Years ago I read about the Waste Isolation Pilot Plant. From Wikipedia:
The Waste Isolation Pilot Plant, or WIPP, is the world’s first underground repository licensed to safely and permanently dispose of transuranic radioactive waste that is left from the research and production of nuclear weapons. It is located near Carlsbad, New Mexico. Waste is placed in rooms 2,150 feet (655 m) underground that have been excavated from a 2,000 foot (600 m) thick salt formation that has been stable for more than 200 million years.
WIPP presents an extremely long term problem. I was recently reminded of this issue in Alan Weisman’s The World Without Us:
The US Department of Energy is legally required to dissuade anyone from coming too close [to the site] for the next 10,000 years.
The Only Way to Survive Over The Long Run
That’s the thought experiment. How do prevent future farmers, developers, miners, terrorists and archaeologists from digging up a bunch of highly toxic waste? You can’t use language because, as Weisman points out, “human languages mutate so fast that they’re almost unrecognizable after 500 or 600 years.”

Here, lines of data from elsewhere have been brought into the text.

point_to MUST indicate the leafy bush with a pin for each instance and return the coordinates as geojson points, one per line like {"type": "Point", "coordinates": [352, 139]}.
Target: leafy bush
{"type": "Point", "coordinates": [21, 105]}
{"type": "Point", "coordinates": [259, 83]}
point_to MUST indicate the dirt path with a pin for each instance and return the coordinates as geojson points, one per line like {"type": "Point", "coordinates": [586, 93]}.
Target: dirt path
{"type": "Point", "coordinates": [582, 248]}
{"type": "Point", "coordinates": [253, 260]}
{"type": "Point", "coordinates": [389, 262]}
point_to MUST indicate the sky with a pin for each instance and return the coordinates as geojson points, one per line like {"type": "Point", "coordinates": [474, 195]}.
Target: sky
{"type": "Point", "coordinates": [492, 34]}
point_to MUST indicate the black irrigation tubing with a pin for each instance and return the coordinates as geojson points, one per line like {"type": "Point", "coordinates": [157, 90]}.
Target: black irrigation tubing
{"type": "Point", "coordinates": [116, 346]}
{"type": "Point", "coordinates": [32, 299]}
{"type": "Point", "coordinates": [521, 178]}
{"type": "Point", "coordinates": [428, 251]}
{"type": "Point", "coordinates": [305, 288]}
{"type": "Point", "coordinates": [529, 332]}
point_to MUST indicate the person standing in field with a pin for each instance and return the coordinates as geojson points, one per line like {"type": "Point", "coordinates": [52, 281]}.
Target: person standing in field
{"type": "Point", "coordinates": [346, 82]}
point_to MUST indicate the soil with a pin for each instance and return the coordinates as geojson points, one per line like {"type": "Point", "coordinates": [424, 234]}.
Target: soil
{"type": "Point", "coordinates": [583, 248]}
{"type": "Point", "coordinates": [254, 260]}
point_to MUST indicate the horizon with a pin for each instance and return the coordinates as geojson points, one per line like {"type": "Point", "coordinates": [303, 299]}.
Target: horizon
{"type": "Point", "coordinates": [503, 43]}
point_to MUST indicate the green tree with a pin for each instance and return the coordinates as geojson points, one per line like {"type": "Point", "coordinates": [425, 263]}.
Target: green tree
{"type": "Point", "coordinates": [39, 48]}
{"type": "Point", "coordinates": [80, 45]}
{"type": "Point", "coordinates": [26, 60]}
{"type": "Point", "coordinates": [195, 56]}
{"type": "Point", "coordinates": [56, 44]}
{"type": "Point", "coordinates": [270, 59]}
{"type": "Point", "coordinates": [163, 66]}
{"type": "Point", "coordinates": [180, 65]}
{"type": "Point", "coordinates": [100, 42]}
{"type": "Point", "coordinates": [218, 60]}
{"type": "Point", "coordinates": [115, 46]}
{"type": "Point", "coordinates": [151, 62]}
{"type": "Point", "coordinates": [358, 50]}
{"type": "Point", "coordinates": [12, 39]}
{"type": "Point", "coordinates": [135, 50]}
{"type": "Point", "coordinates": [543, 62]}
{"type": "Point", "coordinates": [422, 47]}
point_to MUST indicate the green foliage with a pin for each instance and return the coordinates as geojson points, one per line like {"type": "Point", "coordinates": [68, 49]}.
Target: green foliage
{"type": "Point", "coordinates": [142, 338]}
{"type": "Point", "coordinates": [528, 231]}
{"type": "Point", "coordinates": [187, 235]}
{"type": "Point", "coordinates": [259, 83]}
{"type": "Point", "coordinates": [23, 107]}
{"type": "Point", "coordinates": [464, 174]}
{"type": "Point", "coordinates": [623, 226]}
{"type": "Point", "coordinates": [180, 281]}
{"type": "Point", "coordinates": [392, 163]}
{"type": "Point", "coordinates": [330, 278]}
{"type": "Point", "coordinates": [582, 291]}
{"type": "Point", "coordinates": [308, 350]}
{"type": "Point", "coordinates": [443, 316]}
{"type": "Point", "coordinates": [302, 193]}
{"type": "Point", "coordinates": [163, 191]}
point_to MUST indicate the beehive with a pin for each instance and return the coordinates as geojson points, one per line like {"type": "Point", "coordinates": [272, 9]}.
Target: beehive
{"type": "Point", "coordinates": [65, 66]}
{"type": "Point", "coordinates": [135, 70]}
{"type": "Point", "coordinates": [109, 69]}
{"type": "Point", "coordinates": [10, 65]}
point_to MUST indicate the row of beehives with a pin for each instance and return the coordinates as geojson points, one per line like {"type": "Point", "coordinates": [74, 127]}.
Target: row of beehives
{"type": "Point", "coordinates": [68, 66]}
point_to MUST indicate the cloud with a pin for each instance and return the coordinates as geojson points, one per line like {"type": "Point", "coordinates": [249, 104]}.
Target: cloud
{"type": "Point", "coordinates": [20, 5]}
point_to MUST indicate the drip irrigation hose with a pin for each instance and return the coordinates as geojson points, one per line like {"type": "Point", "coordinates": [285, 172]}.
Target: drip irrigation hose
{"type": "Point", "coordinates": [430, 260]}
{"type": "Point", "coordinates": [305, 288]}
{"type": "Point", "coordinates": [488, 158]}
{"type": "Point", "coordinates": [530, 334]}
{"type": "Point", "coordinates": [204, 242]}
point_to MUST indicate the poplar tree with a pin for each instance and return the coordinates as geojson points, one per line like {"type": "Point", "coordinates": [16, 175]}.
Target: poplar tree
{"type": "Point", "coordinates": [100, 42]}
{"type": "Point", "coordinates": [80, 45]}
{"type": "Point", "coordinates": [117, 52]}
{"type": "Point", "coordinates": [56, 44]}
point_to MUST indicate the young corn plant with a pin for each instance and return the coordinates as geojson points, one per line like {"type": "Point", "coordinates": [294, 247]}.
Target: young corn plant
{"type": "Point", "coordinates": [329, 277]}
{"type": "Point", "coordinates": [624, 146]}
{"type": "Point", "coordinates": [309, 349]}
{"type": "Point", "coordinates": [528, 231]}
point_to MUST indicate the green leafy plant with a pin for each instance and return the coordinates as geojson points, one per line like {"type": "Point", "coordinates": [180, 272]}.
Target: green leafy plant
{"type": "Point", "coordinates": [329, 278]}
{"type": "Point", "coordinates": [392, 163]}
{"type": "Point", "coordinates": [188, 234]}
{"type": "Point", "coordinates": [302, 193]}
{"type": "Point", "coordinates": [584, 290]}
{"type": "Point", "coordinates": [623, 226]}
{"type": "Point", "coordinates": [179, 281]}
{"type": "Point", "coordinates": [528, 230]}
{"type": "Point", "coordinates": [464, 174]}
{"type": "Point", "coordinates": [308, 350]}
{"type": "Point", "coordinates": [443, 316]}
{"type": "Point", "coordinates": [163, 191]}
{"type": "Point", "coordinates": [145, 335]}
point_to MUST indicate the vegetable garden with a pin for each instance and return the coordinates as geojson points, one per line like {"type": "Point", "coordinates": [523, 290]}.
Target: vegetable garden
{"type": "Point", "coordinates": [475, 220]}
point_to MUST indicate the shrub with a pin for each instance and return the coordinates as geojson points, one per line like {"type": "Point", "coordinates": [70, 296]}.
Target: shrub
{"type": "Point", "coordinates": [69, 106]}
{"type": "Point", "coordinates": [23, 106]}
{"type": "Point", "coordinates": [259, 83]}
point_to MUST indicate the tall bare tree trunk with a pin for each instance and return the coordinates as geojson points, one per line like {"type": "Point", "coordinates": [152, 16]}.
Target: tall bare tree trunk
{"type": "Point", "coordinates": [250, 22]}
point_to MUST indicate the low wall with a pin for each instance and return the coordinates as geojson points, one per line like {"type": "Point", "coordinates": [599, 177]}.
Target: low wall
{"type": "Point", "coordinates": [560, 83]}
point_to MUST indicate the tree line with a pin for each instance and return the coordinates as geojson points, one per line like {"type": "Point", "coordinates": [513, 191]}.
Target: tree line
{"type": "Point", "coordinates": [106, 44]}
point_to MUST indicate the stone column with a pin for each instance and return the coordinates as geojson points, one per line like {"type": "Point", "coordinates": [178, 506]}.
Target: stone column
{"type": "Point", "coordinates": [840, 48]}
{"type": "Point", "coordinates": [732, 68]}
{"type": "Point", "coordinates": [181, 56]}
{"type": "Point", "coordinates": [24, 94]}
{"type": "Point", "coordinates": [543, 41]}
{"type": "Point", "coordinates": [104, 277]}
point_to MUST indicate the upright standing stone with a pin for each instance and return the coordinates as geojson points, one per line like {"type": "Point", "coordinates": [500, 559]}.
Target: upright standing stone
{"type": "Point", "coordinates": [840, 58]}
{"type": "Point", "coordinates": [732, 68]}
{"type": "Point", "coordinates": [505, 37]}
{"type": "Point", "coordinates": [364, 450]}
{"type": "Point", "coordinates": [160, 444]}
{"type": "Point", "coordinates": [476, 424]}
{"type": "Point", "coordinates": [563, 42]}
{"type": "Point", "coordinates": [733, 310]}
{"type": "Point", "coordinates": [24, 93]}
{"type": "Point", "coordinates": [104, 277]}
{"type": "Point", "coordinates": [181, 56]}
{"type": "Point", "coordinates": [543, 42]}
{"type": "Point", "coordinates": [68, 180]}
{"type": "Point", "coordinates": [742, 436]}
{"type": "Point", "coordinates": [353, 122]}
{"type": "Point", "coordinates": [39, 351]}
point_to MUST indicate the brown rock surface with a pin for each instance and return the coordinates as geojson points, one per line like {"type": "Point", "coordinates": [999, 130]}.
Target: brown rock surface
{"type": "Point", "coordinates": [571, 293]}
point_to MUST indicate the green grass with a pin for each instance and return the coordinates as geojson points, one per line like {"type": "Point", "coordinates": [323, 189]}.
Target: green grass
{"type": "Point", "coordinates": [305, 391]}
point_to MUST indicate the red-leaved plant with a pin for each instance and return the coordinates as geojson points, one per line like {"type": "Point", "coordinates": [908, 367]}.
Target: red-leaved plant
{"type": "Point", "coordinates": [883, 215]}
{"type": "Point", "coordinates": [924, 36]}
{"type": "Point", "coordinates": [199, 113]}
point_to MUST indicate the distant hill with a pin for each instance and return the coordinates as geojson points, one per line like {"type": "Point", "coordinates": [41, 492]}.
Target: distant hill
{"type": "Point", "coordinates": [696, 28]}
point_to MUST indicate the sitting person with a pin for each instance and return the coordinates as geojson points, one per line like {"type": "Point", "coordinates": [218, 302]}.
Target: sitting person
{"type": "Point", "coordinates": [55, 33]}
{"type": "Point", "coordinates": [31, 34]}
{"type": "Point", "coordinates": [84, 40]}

I may have first read about WIPP in Stewart Brand’s book The Clock of the Long Now, based on Danny Hillis’s fabulous essay. It’s actually a similar thought experiment, imagining the hows and whys of building a clock that will last 10,000 years. Here’s how he recommends you make things that last:
The real problem is people. If something becomes unimportant to people, it gets scrapped for parts; if it becomes important, it turns into a symbol and must eventually be destroyed. The only way to survive over the long run is to be made of materials large and worthless, like Stonehenge and the Pyramids, or to become lost.
So What’s the Actual Plan?
In the early nineties, the folks in charge of this project assembled two ‘expert panels’ to think about and solve this peculiar challenge. Experts from sundry disciplines–architecture, anthropology, linguistics, astronomy, environmental engineering, archeology and so forth–were gathered. A report (PDF) describes the research and recommendations they offered, and, to its immense credit, cites Shelley’s Ozymandius.
The plan, as outlined in this subsequent, tedious 58-page report (PDF), is to erect a series of 25-foot-high granite monuments with messages in seven languages–English, Spanish, French, Russian, Chinese, Arabic and Navajo. There will also be a bunch of nine-inch markers made of fired clay and aluminum oxide buried at random locations and depths throughout the facility.
There will be three rooms–two buried and one information centre on the surface–which will provide more detailed information about the site. Lastly, the whole thing will be surrounded by a 33-foot-high berm in a square shape. It will be laced with radar reflectors and magnets to “alert future populations that something out of the ordinary is present at this site when aerial or other surveys are performed”.
The links in the last two paragraphs go to diagrams taken from the aforementioned government report. You can see the complete set, if you’re so inclined.
Some Alternative Strategies
Having read and talked about the actual plan, my wife and I devised some alternative strategies. Why don’t just hand the thing over to the Catholic Church for safe-keeping? They’ve demonstrated that they can protect secrets in the longterm. It’s a pity that can’t just bury all that waste under the Vatican, eh?
Along similar lines, create a secret society or cult to oversee the project. You’d probably have to manufacture some back story so that it didn’t seem like a really fresh cult. It’s got to feel steeped in history and influential in world events. I suggest this because secret societies have apparently lasted longer than nations and kingdoms.
Lastly, you could fund an annual storytelling contest associated with the site. Offer sizable cash prizes, and get people to write songs, poems, short stories and produce films and plays about the site. With any luck, one of them will prove timeless. This is actually a pretty lame idea, because you’d need to find a Shakespeare to make your story of warning to last even five hundred years.
How would you keep people away from this future nightmare in the New Mexico desert?